Public-private partnerships are increasingly recognized in state capitals, Congress, and the Trump administration as a key part of the solution to addressing the nation’s transportation needs, which includes a long backlog of projects to both expand capacity and repair existing infrastructure.

Following the release of the White House’s $1.5 trillion infrastructure plan earlier this year, members of Congress and policy experts have been busy critiquing the Trump administration’s proposal and putting forth their own plans. One thing that infrastructure proposals supported by Republicans and Democrats share in common is the high price tag. As such, much of the infrastructure debate has and will continue to focus on where the funding comes from.

The White House proposal has the federal government covering $200 billion of the $1.5 trillion price tag. The rest is slated to come from state governments and private investment. It would be just as misguided, if not more so, for state officials to raise state gas tax rates as it would for Congress to raise the federal gas tax. So where will money for infrastructure - both expanding capacity and upgrading existing assets - come from? Leveraging private capital will be not only key to any sound infrastructure plan, but necessary.

“Getting to $1.5 trillion without a significant asset-recycling effort will be a challenge, unless states decide to implement other revenue measures such as big tax or fee increases,” said Geoff Segal, senior vice president at Macquarie Capital, the investment-banking arm of Australia’s Macquarie Group Ltd.

Asset recycling, as Segal refers to it, is the term for selling government assets in order to free up revenue for new infrastructure spending. According to Macquarie estimates, state and local governments in the U.S. could generate $1.25 trillion by privatizing their infrastructure assets.

The push by Cooper, who was appointed to his position at the Alabama Department of Transportation by the disgraced previous governor, for a new bridge paid for entirely by taxpayers should be rejected and set aside. The fact that Cooper refers to his proposal as “free,” even though the price tag to taxpayers has risen to $87 million, nearly triple the original price tag, is telling. Cooper has failed to make the case that a new bridge will do anything to alleviate traffic problems along Alabama’s Gulf Coast. He’s admitted he didn’t care to do so before mounting an attack on a private bridge owner a mile from the proposed new bridge site.

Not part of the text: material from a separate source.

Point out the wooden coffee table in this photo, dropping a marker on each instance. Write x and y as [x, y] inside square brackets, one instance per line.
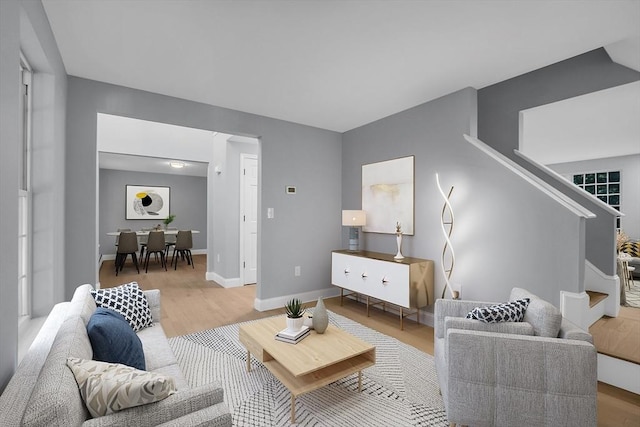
[314, 362]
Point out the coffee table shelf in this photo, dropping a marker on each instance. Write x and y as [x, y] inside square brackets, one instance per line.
[312, 363]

Alabama certainly has some dire infrastructure needs that are threatened by Cooper’s waste of nearly $100 million on an unnecessary bridge to the beach. Sen. Richard Shelby, for example, has repeatedly talked about the need to widen a crucial shipping channel in Mobile, which he says will drive unprecedented economic growth by allowing Alabama to ship more freight in and out of the state’s most important port. Like Trump’s plan, the port dredging will rely on some federal dollars – up to 75 percent of the total cost. But 25 percent – about $125 million, close to the total cost of the bridge to the beach – must come from the state. It will be more difficult for Gov. Ivey to deliver on her end of the deal if she’s allowing her transportation department director to repurpose those funds for a third bridge that the private sector is already interested in funding.

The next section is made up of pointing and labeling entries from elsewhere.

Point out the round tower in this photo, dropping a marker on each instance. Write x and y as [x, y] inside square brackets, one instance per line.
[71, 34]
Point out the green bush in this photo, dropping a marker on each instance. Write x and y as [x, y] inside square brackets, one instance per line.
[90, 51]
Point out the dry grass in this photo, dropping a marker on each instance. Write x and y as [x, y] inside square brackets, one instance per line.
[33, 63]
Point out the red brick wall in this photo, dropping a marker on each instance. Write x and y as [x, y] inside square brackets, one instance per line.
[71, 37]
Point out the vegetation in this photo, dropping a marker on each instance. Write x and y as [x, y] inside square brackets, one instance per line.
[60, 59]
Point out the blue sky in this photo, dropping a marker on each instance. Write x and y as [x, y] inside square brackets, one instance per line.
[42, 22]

Gov. Ivey is a popular red state governor who has a good relationship with President Trump. Her state’s transportation director, however, is currently working at cross purposes with the President’s infrastructure agenda by discouraging private investment, supporting tax hikes, and diverting scarce taxpayer dollars from what many see as more pressing priorities like the Mobile port expansion.

It’s hard to imagine Gov. Ivey agrees with this approach, but it’s easy to understand why Alabama taxpayers would want clarification of her position on the matter as the top elected official in charge of Alabama government’s executive branch.